I am trying to expand a [200, 176, 2] binary mask to select from [200, 176, 14] tensor, so that first 7 elements from the tensor’s 3rd dimension (size 14) would be selected by mask[:, :, 0] and last 7 elements by mask[:, :, 1]. E.g. if my mask at third dimension is [0,1] then a selection is made as if it was [0,0,0,0,0,0,0,1,1,1,1,1,1,1]. I managed to solve it by this piece of lengthy code, but I imagine there must be a shorter and more straightforward way (and also without using Numpy as I intend to process this on GPU).
Goal in short: use [200, 176, 2] binary mask b to select from [200, 176, 14] tensor a
My current code (works as expected, but very lengthy):
# tensor to select from
a = torch.rand([200,176,14])
# mask
b = torch.zeros([200,176,2], dtype=torch.uint8)

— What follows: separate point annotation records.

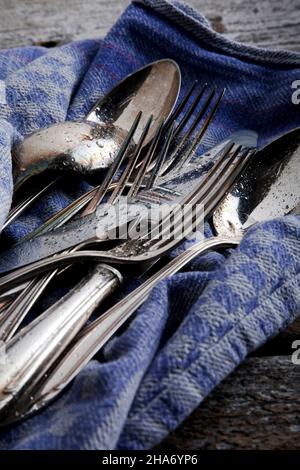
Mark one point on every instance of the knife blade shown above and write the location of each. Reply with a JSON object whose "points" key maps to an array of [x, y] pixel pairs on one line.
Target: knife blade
{"points": [[100, 225]]}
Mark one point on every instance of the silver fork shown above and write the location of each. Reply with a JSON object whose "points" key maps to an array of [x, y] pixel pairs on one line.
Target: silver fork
{"points": [[16, 312], [90, 340], [37, 346]]}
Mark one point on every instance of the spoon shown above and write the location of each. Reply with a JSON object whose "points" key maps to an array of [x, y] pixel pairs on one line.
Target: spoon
{"points": [[268, 188], [92, 144]]}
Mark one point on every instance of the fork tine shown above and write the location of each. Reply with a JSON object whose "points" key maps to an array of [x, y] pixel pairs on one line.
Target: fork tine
{"points": [[101, 192], [20, 208], [154, 251], [181, 105], [183, 150], [146, 162], [214, 183], [161, 158], [189, 112], [130, 165], [198, 137]]}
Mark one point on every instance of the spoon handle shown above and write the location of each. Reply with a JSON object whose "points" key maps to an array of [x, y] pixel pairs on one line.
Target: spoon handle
{"points": [[94, 336], [37, 346]]}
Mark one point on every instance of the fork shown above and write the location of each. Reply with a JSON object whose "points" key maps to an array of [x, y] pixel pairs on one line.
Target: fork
{"points": [[16, 312], [38, 345], [91, 339]]}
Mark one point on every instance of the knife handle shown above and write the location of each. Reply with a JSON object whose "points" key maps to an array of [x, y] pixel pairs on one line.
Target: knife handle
{"points": [[43, 340]]}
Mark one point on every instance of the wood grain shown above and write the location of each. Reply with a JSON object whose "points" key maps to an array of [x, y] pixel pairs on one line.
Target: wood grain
{"points": [[268, 23], [257, 407]]}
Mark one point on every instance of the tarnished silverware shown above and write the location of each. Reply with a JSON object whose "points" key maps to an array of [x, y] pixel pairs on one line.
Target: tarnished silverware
{"points": [[15, 313], [92, 144], [40, 343], [269, 187]]}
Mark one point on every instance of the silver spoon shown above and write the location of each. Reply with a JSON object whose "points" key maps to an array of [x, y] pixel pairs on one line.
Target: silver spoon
{"points": [[92, 144], [274, 173]]}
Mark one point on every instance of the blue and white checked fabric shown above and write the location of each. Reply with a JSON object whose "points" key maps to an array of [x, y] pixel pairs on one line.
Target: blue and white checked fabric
{"points": [[199, 325]]}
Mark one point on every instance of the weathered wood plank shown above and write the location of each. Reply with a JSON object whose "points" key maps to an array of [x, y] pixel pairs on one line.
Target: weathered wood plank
{"points": [[268, 23], [257, 407]]}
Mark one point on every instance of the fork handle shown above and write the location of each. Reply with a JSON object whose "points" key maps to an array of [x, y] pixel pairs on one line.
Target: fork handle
{"points": [[94, 336], [42, 341]]}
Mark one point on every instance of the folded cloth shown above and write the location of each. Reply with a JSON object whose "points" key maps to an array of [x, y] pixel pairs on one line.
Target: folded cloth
{"points": [[197, 326]]}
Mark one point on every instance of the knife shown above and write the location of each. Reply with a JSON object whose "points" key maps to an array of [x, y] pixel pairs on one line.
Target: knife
{"points": [[101, 225]]}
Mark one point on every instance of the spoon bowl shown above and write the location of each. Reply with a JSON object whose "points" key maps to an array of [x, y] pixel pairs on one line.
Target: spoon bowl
{"points": [[92, 144]]}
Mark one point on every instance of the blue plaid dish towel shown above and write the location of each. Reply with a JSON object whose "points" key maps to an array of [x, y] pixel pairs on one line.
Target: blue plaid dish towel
{"points": [[197, 326]]}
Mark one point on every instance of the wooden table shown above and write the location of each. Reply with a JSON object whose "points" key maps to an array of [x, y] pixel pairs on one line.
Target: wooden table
{"points": [[258, 406]]}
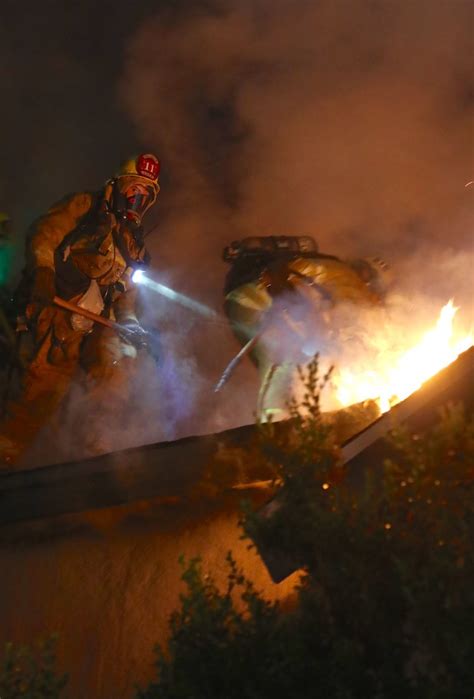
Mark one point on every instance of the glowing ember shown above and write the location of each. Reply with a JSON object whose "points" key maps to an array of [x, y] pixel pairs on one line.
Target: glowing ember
{"points": [[390, 381]]}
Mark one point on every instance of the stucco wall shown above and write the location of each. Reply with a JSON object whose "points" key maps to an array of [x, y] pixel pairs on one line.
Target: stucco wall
{"points": [[107, 582]]}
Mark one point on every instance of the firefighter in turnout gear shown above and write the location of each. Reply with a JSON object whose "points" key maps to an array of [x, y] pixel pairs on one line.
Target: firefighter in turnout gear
{"points": [[279, 293], [84, 250]]}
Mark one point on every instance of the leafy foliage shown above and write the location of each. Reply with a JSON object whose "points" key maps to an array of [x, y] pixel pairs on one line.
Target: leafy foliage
{"points": [[386, 603], [28, 672]]}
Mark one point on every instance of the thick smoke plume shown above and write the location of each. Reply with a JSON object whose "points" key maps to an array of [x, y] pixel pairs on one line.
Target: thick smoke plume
{"points": [[348, 120]]}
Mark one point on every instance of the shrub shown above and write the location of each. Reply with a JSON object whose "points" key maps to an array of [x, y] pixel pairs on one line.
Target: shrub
{"points": [[385, 606]]}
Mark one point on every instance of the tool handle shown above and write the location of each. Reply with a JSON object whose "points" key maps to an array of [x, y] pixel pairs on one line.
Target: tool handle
{"points": [[68, 306]]}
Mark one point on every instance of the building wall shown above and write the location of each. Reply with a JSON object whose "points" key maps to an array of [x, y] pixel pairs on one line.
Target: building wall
{"points": [[107, 582]]}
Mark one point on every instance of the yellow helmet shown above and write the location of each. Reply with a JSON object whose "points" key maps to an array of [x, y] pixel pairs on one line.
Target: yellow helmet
{"points": [[144, 167]]}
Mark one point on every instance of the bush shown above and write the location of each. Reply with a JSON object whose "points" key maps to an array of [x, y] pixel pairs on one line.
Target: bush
{"points": [[386, 603], [28, 672]]}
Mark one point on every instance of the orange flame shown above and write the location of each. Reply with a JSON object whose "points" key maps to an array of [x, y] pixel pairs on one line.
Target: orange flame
{"points": [[392, 380]]}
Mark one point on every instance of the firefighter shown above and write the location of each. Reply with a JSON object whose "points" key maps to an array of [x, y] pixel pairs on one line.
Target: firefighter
{"points": [[279, 292], [85, 250]]}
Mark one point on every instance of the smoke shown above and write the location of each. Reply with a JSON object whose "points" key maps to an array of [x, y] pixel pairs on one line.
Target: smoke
{"points": [[346, 120], [343, 119]]}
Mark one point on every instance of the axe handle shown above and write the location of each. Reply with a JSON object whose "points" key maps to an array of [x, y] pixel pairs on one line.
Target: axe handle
{"points": [[68, 306]]}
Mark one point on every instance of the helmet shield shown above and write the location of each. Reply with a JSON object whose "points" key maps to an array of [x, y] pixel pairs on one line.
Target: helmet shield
{"points": [[134, 197]]}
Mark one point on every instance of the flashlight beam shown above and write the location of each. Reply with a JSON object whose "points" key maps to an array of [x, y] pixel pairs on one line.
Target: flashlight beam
{"points": [[139, 277]]}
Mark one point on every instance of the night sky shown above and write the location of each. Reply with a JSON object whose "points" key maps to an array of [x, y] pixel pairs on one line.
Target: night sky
{"points": [[350, 120]]}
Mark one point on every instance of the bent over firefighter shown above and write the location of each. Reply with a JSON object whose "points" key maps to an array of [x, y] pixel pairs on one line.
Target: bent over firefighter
{"points": [[83, 250], [280, 292]]}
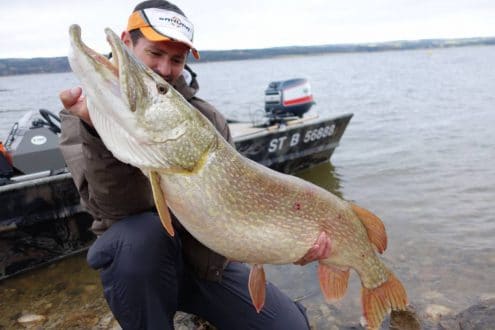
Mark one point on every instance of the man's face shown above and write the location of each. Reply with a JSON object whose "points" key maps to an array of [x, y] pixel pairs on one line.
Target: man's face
{"points": [[167, 58]]}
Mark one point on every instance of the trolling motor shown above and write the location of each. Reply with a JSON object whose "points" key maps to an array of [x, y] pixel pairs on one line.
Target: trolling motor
{"points": [[31, 149], [288, 98]]}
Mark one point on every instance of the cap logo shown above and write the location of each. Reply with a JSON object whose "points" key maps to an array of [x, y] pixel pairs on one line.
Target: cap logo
{"points": [[176, 21], [158, 24]]}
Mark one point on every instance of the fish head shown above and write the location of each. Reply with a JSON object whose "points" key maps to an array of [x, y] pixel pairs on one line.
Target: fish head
{"points": [[140, 117]]}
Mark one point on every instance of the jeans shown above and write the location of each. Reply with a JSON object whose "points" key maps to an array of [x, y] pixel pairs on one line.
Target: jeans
{"points": [[146, 280]]}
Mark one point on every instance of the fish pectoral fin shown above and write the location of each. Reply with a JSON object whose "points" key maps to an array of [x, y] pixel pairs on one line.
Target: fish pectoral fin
{"points": [[257, 286], [161, 202], [374, 227], [378, 302], [333, 281]]}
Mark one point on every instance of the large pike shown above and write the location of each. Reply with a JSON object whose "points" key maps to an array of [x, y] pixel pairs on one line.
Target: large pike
{"points": [[231, 204]]}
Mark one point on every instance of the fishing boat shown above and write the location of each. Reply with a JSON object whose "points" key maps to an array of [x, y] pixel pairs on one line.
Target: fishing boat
{"points": [[41, 218]]}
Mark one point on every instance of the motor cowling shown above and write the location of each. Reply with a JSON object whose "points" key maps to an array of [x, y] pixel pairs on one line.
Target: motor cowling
{"points": [[288, 98]]}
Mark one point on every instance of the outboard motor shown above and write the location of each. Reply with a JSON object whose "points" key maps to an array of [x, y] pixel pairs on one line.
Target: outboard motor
{"points": [[288, 98], [33, 144]]}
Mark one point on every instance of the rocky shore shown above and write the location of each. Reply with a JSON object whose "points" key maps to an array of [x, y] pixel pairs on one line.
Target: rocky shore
{"points": [[67, 295]]}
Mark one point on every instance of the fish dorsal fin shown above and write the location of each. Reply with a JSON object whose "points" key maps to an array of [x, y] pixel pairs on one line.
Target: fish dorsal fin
{"points": [[374, 227], [161, 202], [257, 286]]}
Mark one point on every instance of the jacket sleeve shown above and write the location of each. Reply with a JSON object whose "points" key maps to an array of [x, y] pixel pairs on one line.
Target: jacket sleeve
{"points": [[109, 189]]}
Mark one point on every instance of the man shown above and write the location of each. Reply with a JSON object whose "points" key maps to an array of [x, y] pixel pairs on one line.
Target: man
{"points": [[147, 275]]}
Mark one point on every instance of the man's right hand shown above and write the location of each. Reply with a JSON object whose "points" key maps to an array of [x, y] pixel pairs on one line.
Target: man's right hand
{"points": [[75, 103]]}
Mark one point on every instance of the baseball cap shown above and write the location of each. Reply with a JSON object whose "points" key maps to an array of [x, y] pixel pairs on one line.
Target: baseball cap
{"points": [[158, 24]]}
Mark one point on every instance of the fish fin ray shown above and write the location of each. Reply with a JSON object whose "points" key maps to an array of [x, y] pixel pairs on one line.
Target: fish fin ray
{"points": [[379, 301], [257, 286], [333, 281], [374, 227], [161, 202]]}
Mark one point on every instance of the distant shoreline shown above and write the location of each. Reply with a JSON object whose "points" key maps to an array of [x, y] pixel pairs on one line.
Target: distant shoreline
{"points": [[19, 66]]}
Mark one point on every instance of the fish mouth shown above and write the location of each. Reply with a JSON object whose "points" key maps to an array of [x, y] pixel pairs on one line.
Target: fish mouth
{"points": [[97, 58], [124, 75]]}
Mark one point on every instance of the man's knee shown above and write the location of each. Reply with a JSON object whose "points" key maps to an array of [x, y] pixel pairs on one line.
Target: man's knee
{"points": [[136, 244]]}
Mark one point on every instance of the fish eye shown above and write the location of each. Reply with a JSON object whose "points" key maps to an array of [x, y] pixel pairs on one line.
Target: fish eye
{"points": [[162, 89]]}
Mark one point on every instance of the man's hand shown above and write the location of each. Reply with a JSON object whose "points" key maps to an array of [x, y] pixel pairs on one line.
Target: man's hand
{"points": [[320, 250], [75, 103]]}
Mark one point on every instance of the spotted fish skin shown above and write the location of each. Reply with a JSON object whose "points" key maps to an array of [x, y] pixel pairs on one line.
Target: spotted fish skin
{"points": [[233, 205]]}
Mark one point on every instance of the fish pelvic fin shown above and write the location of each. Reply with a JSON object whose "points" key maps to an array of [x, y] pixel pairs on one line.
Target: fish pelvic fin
{"points": [[161, 202], [379, 301], [374, 227], [333, 281], [257, 286]]}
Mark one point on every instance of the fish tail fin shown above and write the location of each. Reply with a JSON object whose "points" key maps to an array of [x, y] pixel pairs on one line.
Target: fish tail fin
{"points": [[374, 227], [379, 301], [333, 281]]}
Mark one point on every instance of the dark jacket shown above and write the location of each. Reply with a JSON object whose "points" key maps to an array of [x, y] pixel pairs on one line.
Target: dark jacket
{"points": [[111, 190]]}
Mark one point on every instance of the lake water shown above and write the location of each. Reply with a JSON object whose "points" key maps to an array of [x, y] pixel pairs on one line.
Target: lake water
{"points": [[418, 152]]}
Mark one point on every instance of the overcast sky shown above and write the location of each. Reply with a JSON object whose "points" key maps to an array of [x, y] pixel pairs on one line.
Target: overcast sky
{"points": [[39, 28]]}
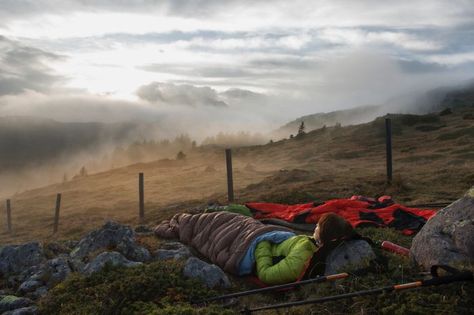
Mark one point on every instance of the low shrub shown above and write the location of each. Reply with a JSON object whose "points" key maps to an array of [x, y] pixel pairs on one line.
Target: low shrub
{"points": [[156, 288]]}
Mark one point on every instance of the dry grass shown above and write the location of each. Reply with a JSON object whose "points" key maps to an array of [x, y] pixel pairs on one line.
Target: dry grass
{"points": [[430, 165]]}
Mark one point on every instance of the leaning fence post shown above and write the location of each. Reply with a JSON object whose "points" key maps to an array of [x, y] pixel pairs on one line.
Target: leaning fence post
{"points": [[141, 196], [56, 213], [230, 181], [9, 216], [388, 143]]}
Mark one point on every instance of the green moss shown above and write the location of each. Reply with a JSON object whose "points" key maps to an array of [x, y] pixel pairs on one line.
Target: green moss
{"points": [[117, 290]]}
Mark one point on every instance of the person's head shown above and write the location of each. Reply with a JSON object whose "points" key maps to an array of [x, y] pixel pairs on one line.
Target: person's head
{"points": [[332, 226]]}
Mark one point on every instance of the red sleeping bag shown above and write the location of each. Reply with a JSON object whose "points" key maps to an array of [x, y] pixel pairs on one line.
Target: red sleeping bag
{"points": [[359, 211]]}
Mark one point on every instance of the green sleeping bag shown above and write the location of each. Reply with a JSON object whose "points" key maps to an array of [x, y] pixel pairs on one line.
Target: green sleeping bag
{"points": [[297, 252]]}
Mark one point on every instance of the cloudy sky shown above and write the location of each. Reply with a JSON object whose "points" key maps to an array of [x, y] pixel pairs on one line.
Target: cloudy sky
{"points": [[258, 62]]}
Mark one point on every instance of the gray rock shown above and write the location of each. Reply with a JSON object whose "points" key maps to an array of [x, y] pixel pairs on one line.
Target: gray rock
{"points": [[172, 250], [164, 254], [448, 237], [47, 274], [71, 244], [112, 258], [32, 310], [29, 286], [143, 229], [11, 302], [40, 292], [16, 258], [58, 269], [350, 255], [115, 236], [211, 275]]}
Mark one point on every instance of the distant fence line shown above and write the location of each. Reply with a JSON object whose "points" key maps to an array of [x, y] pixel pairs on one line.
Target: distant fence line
{"points": [[230, 184]]}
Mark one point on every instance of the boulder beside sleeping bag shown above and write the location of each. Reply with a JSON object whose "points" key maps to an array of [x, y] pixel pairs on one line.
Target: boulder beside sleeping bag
{"points": [[297, 251]]}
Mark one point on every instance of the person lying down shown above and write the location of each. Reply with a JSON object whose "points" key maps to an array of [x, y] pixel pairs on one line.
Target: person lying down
{"points": [[242, 246]]}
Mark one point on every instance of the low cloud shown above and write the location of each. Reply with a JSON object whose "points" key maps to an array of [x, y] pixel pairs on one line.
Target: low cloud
{"points": [[181, 95], [25, 68]]}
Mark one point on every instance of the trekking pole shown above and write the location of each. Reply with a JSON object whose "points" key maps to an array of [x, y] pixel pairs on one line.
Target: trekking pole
{"points": [[436, 280], [276, 287]]}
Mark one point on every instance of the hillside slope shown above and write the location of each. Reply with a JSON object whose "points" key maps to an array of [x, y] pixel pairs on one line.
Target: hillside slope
{"points": [[433, 162]]}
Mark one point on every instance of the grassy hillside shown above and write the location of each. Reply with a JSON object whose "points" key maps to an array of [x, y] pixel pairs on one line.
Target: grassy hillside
{"points": [[432, 155]]}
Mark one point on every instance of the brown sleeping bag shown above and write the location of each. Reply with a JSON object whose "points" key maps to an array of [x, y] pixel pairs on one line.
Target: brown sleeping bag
{"points": [[222, 237]]}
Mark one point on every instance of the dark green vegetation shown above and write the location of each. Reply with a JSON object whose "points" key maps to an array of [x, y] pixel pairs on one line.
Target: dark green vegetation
{"points": [[456, 298], [157, 288]]}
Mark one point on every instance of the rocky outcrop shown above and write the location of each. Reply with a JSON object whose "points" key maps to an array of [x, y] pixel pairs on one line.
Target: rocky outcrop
{"points": [[172, 250], [11, 302], [211, 275], [113, 236], [448, 237], [349, 256], [111, 258], [45, 276], [16, 258], [31, 310]]}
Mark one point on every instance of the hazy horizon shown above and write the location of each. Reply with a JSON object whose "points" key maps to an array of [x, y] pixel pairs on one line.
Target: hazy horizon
{"points": [[210, 66]]}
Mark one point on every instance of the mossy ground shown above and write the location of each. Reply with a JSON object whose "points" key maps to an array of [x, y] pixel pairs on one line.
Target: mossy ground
{"points": [[156, 288], [159, 288]]}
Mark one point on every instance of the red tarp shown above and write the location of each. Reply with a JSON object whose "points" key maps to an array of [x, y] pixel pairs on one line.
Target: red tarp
{"points": [[357, 210]]}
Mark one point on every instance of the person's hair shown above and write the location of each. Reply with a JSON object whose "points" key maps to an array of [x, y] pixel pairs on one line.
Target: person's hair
{"points": [[334, 227]]}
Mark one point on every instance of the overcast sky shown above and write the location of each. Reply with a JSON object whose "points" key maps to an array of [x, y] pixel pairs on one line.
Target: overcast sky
{"points": [[259, 62]]}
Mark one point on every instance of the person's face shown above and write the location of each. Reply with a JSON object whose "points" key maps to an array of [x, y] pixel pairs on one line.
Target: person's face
{"points": [[316, 234]]}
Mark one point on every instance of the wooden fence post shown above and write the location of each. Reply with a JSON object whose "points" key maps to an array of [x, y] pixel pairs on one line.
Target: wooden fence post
{"points": [[9, 216], [141, 196], [388, 144], [56, 213], [230, 181]]}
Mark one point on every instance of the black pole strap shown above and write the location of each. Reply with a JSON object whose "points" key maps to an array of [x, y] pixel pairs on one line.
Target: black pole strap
{"points": [[276, 287], [454, 276]]}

# split mask by the last dimension
mask_parts = torch.split(b, 1, dim=2)
# first part, size torch.Size([200, 176, 1])
mask1 = mask_parts[0]
# expand to torch.Size([200, 176, 7])
mask1 = mask1.expand(-1,-1,7)
# second part, identical processing to the first
mask2 = mask_parts[1]
mask2 = mask2.expand(-1,-1,7)
# join masks, get [200, 176, 14]
mask = torch.cat((mask1, mask2), 2)
# now the goal - use the mask to select elements from a
result = a[mask]
Is there a better way to achieve the same result or is it OK?